Что мне оставалось? Я так и сделал. На следующий день Джайрадж прислал нам с каким-то человеком мое фото, в рамке и под стеклом. Дядя подробно разглядывал его в луче света, падавшем со двора, потом заявил:

— Работа отменная, за такую и трех рупий не жалко. — Он взял молоток и гвоздь, долго выбирал подходящее место и наконец повесил фото на стену над своим креслом, под большим портретом предка.
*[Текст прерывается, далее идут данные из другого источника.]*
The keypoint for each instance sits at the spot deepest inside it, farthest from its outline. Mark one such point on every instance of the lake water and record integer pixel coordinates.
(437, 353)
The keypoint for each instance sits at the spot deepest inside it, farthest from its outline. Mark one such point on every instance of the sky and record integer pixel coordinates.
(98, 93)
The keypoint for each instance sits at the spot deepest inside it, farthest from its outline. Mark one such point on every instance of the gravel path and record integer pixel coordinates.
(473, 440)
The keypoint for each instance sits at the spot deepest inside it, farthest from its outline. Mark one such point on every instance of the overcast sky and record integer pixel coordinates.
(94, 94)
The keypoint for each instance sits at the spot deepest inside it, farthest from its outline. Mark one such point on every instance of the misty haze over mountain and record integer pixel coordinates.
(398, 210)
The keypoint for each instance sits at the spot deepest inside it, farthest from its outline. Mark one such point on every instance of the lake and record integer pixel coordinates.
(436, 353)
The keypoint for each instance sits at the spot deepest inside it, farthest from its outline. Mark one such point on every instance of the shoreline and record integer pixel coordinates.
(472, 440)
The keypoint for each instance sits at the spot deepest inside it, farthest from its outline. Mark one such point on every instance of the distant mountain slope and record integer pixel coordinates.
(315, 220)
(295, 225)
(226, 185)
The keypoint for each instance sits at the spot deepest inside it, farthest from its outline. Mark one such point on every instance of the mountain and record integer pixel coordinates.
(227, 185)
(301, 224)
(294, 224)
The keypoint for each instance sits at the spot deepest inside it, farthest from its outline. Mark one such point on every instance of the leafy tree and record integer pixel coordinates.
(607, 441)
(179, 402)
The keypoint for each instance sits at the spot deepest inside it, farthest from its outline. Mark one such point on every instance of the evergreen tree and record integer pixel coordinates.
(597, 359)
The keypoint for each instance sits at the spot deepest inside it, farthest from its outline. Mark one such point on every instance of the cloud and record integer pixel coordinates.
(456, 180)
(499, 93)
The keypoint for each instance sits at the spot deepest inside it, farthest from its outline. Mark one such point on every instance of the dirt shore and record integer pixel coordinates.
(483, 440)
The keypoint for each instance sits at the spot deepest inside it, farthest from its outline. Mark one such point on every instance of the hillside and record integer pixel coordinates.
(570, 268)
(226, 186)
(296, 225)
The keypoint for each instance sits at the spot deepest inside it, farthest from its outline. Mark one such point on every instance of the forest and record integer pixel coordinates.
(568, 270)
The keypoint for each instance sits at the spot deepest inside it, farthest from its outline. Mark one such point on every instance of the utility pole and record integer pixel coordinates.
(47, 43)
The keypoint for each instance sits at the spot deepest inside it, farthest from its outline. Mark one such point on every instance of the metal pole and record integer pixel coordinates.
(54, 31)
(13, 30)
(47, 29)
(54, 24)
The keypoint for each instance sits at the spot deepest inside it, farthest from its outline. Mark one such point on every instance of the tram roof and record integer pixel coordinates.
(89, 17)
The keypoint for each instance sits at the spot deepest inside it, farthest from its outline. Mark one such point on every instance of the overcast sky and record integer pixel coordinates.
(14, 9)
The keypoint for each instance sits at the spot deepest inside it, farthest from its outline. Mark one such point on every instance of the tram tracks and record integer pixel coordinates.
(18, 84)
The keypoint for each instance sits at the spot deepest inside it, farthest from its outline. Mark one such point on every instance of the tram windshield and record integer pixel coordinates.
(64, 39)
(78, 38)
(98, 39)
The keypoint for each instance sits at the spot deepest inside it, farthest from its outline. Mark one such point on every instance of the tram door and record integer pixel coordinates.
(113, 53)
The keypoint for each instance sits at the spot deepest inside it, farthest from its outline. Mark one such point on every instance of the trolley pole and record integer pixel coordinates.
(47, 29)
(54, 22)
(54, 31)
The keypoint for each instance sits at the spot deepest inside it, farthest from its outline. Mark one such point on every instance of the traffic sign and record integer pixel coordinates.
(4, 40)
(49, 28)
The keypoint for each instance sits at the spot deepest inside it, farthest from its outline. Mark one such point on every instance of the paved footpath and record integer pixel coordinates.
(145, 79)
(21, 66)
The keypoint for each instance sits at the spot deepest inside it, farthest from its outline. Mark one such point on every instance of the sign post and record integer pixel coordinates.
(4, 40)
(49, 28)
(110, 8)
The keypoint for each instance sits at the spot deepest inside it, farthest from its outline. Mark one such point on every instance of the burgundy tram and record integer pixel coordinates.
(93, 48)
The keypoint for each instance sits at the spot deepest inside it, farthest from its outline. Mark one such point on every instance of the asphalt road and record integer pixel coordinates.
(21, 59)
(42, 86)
Я послушал тетиного совета и не задавал вопросов. Я подрастал, круг моих знакомств расширялся, и время от времени я слышал туманные намеки по поводу моего дяди, но упорно пропускал их мимо ушей. Только раз, в студенческом общежитии в Мадрасе, я чуть не задушил однокурсника, который пересказал мне какую-то сплетню про дядю. Бывало, что после таких разговоров дядя начинал казаться мне чудовищем, и я подумывал, что в следующее наше свидание нужно вывести его на чистую воду. Но когда он встречал меня на платформе, его потное лицо светилось такой трогательной радостью, что язык не поворачивался спросить его о прошлом. Я окончил среднюю школу при миссии Альберта, после чего он послал меня в колледж в Мадрас; не реже раза в неделю он писал мне открытки, а мои приезды на каникулы отмечались бесконечными пиршествами. В карты он, вероятно, проиграл куда больше денег, чем истратил на меня. Но я не был на него в обиде. Я никогда и ни за что не был на него в обиде. Снова и снова меня подмывало спросить: «Ну, сколько же я стою? И где мои родители?» Но я не давал себе воли. Так я сберег хрупкие узы нашей дружбы до самого конца его жизни. После его смерти я разбирал его бумаги — ни следа переписки или какого-нибудь документа, указывающего на мою связь с Бирмой, ничего, кроме лакированной шкатулки с драконом. В завещании он отказал мне дом, все свое имущество и скромный счет в банке и вверил моему попечению тетю.